SKYLAND INSTITUTE (MOUNTAIN WHITE), BLOWING ROCK, N. C.
BY MRS. ELLEN R. DORSETT, PRINCIPAL.
The closing exercises of Skyland Institute, at Blowing Rock, N. C., have each year to be carefully planned with regard to our small audience room, and so we have not one great day, but three days of interest.
The first of these was Wednesday, May 25th, when public examinations took place. We were gratified to have among our visitors, parents who had never before visited our school, also summer visitors, interested in educational matters, who gave us words of cheer.
The following day our pupils gave an industrial exhibition. This was a new feature in our school history, and it was one difficult to inaugurate among the pupils—but it will not be difficult to continue, because of its success. There were five classes of entries; sewing, bread making, pastry and desserts, laundry work and boys' hand work. There were three premiums in each class, and these were in money given by interested friends. The first premium in each case was seventy-five cents.

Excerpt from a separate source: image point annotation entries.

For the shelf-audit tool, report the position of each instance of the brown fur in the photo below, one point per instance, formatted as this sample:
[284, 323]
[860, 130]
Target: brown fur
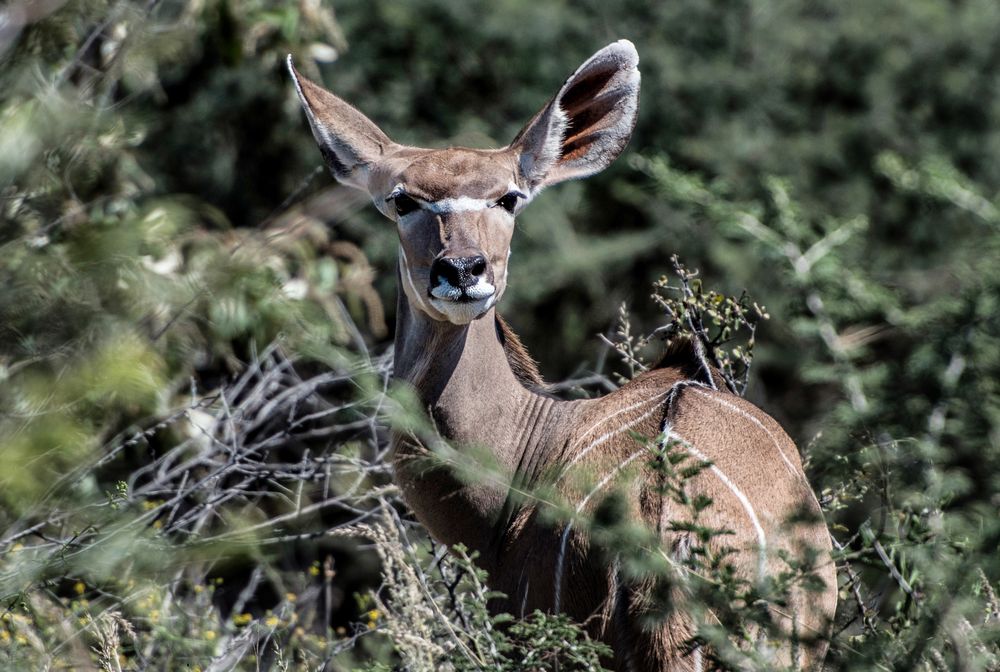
[523, 365]
[481, 388]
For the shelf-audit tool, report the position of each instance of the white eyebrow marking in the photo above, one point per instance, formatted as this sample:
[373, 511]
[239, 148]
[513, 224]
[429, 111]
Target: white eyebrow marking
[458, 204]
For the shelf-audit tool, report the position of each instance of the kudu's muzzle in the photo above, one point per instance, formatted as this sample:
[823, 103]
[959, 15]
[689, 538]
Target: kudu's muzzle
[461, 278]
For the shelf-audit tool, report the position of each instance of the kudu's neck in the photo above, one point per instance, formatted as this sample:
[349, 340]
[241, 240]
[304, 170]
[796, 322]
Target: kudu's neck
[462, 377]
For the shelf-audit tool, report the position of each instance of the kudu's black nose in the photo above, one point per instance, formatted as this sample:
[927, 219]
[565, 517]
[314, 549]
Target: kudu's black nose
[460, 272]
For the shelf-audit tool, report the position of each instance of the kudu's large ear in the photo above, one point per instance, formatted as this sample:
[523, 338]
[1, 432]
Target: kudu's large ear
[587, 125]
[349, 141]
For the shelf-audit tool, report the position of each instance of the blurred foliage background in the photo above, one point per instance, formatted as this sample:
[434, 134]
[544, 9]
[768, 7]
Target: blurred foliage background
[193, 316]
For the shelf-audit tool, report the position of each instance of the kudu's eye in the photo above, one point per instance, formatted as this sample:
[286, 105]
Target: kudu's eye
[404, 204]
[509, 201]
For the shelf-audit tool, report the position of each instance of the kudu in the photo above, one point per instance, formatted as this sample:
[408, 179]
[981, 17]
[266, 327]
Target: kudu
[454, 210]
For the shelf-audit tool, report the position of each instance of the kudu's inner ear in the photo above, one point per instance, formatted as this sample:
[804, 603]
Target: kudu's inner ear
[349, 141]
[587, 125]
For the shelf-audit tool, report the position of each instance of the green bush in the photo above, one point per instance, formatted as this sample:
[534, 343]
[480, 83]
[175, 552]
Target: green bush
[193, 386]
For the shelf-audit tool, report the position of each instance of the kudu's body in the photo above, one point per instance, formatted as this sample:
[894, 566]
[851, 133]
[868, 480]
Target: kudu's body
[454, 209]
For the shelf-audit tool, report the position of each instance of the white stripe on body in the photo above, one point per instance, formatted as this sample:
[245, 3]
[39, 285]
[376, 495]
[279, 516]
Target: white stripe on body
[733, 407]
[601, 439]
[667, 434]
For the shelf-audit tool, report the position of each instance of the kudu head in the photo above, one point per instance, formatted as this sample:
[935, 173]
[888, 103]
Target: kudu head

After the judges had made awards, the dining room doors were thrown open to the public, a surging crowd, and small samples of the cooked food were given.
Upon May 27 our school room was beautified with azalias and ferns, and in the corner stood our piano, which came to us during the year from Connecticut friends, ready to do its part. People came from a distance, and the woods across the street from us made a fine North Carolina picture with the covered wagons, the topped buggies, surreys and saddle horses. The audience without was as great in numbers, as that within. The address was most acceptable. One of the old citizens who waited to grasp the speaker's hand, told him how he wished that he were young again, that he might make his own life successful. "It is not too late now!" were the words of the preacher in reply.
Some tributes came to us in these last days regarding our work. One man with a broken voice, told us that he was a better man because of our Sunday-school and Christian Endeavor Society. He had been a drinking man, but "for fifteen months had not tasted liquor." Parents told us of the feeling of safety they had when they committed their girls to our care, and gave us words of appreciation.
Already the applicants for admission to our boarding department for the coming year far exceed our accommodations, while every Sunday our school house is not large enough to accommodate the people who do come. Many more would come but there is no room.
The spirit and progress of the work far surpass the equipment, and it is with hearts of gratitude that we lift our eyes and behold "what God hath wrought."